The only good thing I see from this is having multi stage retard for multiple shots.
The only good thing I see from this is having multi stage retard for multiple shots.
Ugh......Re-read the last part of my original HOW TO: post. You will notice that I mention there being an alternate option for those who don't have access to HPT, EFILive or other tuning solution. Look in the G8 IAT Spark Tables and you will see that it also pulls -3* spark at 113*F and pulls -5* at 122*F. The Multiplier table for these corresponding cells requests roughly about 75% across the RPM range which means -2.25* spark being pulled for the -3* figure in the main IAT Spark Table and 3.75* timing being pulled for the -5* figure in the main IAT Spark Table. So as long as you can get someone to send you the screen shots of what your vehicle's tune looks like in this area then you will have all of the information to be able to make the box according to what temperature cell you need to reference and also what resistance equates to that from the IATS. That would be a way to accomplish this, although not as cleanly in my book, without ever changing the existing tune in the vehicle.
Besides, you don't have to own HPT or EFILive to do this in the tune.
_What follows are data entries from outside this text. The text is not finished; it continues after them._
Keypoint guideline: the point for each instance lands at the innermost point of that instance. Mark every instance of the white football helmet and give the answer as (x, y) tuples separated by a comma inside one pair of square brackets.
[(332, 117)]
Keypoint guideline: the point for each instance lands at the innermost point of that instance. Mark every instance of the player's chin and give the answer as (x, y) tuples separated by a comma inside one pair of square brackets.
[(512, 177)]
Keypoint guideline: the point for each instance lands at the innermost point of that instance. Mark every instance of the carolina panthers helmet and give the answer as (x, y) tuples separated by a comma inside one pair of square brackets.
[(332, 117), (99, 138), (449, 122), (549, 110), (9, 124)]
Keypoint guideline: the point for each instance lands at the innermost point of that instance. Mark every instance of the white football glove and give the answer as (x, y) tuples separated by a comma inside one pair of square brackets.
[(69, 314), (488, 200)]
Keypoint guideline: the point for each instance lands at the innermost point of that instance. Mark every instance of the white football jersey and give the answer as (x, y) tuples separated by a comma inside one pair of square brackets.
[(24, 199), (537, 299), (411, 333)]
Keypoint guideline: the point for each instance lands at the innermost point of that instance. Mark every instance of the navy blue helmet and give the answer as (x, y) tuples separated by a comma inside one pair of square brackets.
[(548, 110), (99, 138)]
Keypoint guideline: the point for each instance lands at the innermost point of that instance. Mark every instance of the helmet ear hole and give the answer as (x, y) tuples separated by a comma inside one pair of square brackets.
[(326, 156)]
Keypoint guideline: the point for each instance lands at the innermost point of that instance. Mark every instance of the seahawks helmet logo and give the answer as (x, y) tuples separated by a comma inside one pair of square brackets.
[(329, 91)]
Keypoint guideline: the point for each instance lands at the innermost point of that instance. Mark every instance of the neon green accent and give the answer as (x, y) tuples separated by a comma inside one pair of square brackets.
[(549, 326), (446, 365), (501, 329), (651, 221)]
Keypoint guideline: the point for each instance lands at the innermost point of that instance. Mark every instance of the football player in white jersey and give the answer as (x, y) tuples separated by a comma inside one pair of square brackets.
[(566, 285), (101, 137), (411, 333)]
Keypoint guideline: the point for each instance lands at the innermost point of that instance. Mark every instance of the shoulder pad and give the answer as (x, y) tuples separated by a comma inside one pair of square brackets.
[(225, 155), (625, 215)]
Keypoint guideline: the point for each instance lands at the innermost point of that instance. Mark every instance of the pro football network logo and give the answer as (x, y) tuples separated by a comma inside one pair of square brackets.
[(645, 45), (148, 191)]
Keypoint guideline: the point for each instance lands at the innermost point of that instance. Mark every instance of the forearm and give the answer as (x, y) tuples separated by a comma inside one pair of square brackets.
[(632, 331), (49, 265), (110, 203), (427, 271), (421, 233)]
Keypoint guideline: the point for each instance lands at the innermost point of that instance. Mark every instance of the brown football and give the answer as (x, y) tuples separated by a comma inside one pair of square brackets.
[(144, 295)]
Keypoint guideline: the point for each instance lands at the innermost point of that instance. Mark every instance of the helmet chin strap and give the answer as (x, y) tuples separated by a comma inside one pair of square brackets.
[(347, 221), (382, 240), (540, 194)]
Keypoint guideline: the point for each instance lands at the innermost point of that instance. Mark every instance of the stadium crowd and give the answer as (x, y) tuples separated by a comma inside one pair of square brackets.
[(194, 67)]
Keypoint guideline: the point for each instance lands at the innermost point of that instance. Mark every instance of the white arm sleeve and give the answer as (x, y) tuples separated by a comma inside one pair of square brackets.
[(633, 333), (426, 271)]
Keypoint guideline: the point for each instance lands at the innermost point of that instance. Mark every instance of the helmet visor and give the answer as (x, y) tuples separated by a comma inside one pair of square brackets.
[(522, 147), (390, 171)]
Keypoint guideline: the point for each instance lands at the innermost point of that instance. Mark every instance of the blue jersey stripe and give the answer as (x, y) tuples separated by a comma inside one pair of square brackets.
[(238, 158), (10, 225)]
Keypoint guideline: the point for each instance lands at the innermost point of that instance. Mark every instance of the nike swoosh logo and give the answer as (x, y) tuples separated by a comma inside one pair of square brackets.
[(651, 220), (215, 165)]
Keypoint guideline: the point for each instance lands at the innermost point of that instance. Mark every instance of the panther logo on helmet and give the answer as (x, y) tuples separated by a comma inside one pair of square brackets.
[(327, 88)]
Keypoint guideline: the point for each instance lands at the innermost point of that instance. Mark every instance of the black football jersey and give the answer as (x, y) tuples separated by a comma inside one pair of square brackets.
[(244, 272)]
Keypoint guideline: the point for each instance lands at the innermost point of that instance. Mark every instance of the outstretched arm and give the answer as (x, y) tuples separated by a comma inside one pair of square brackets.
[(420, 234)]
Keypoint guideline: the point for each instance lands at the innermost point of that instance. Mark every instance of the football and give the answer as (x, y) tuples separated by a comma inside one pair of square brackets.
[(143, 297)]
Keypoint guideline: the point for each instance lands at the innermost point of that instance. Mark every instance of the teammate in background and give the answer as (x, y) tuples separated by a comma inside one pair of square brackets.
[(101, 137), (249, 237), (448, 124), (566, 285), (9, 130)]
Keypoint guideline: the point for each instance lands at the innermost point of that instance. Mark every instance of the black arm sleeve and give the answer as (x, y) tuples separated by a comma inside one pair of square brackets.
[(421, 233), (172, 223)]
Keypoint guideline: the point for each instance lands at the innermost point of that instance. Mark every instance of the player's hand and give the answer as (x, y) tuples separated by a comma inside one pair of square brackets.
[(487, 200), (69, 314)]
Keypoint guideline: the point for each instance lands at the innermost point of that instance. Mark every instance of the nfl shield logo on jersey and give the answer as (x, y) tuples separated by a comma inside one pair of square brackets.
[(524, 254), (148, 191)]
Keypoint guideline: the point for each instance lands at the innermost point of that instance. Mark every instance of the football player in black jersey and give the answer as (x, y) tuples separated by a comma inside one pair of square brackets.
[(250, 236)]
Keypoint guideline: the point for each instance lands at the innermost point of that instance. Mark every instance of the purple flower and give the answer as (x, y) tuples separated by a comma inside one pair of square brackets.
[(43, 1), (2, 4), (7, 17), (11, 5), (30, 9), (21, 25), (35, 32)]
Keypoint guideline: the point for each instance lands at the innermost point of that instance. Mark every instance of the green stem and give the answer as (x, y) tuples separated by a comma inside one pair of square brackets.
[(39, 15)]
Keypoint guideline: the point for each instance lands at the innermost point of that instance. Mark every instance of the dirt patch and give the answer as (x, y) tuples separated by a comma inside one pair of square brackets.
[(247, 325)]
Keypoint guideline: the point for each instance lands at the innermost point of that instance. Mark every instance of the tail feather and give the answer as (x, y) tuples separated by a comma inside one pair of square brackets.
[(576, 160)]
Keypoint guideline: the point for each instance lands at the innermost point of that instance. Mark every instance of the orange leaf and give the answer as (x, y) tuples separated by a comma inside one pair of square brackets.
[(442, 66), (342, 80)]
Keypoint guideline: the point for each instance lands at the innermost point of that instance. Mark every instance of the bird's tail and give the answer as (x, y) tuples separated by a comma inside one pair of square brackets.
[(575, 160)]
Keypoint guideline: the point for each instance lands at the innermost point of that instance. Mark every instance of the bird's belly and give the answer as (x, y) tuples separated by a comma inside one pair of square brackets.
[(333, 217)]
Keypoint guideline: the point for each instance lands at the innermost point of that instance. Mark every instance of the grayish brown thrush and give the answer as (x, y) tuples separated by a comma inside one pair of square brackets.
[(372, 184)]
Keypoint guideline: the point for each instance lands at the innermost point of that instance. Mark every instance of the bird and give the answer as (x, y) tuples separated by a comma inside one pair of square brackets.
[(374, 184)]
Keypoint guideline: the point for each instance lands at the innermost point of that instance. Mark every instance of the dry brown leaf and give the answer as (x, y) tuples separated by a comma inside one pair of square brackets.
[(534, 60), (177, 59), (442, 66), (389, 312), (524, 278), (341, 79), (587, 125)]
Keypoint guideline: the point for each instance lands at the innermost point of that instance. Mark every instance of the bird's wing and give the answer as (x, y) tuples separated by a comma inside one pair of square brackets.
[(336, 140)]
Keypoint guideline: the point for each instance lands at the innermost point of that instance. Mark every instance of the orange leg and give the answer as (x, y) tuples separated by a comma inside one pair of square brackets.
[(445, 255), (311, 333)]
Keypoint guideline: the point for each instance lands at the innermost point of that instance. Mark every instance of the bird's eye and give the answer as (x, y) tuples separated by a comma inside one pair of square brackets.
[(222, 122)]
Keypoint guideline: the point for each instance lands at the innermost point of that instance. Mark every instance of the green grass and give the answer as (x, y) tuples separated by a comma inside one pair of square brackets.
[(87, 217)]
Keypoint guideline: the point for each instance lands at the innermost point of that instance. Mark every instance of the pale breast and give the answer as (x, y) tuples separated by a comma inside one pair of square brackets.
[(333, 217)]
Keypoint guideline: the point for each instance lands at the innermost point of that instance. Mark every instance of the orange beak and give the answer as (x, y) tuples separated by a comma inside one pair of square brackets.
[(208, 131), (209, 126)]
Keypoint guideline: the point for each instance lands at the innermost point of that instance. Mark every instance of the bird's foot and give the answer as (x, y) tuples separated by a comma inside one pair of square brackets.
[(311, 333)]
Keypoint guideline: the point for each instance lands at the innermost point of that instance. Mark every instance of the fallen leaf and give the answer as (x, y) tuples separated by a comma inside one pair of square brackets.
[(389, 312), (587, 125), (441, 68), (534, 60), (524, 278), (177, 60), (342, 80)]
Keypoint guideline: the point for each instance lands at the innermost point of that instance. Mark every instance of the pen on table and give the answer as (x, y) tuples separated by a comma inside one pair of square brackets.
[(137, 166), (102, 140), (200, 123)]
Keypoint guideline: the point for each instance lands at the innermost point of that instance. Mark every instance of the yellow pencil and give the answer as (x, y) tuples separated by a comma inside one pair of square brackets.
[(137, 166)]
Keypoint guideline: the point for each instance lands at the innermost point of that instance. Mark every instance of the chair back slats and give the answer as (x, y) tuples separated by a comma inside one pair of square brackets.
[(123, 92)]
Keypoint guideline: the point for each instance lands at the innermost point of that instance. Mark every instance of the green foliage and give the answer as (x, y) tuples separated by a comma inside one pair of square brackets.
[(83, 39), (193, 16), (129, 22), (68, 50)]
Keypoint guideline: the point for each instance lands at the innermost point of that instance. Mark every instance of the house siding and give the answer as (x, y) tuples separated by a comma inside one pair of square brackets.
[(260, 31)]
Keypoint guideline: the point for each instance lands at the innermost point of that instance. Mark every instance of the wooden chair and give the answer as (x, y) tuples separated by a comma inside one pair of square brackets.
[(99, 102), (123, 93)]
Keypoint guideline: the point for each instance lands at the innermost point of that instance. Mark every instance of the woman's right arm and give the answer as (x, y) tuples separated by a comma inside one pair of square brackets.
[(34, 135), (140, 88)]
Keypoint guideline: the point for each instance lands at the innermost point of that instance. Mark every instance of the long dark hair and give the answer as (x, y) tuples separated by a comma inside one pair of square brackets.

Chances are likely that if you are spraying nitrous that you also have some boltons. This means that you should already have a N/A tune. When you have your tuner finalizing your N/A tune you can show them this thread with the above screenshots and request that they take the 3 minutes to change these settings to whatever you prefer. So 3 minutes x roughly $100/hr labor charge equates to roughly $5. Not exactly breaking the bank is it.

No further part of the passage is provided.